Utilizing bioorthogonal chemistry for improving the pharmacokinetic properties and inhibitory potency of N-TIMP2

Matrix metalloproteinases (MMPs) are a family of zinc-dependent enzymes that regulate the degradation of the extracellular matrix components. Imbalance in their activity might lead to a variety of malignancies, including cancer and cardiovascular diseases. MMPs activity is regulated by natural Tissue Inhibitors of Metalloproteinases (TIMPs) that can inhibit MMP`s activity. Synthetic MMP inhibitors exhibit their inhibitory effect by chelating the MMP catalytic Zn²⁺, but have some drawbacks such as poor pharmacokinetic properties and severe adverse effects, which limit their use as therapeutic drugs.
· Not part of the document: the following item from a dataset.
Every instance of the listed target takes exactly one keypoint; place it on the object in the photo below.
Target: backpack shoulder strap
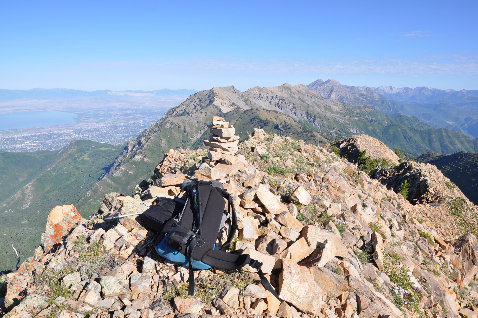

The N-terminal domain of TIMP-2 (N-TIMP2) is sufficient to inhibit MMPs activity, without leading to pro-MMP-2 activation, like FL-TIMP-2 does. Yet, its short circulation half-life limits its use as a therapeutic drug. PEGylation of N-TIMP2 might be a useful method in order to increase its size and to improve its pharmacokinetics properties. However, the common approaches for protein PEGylation are not site-specific and target randomly amino acids on the target protein, which can be undesired. Thus, in this study we are incorporating a non-canonical amino acid (NCAA) into N-TIMP2, allowing a site-specific PEGylation. In addition, we are incorporating an N-TIMP2 with another NCAA with a zinc-binding residue in order to improve its inhibitory effect towards MMP-14. For that, we incorporated propargyl lysine (PrK) into N-TIMP2 at different positions. PrK incorporation was validated by fluorescence labeling and mass spectrometry. PEGylation of N-TIMP2-31TAG with PEG-azide by a click chemistry reaction resulted in 66% labeling. We are currently evaluating the inhibition potency of the PEGylated N-TIMP2 towards MMP-14 as well as the pharmacokinetic properties of the modified N-TIMP2 variants in preclinical cancer models.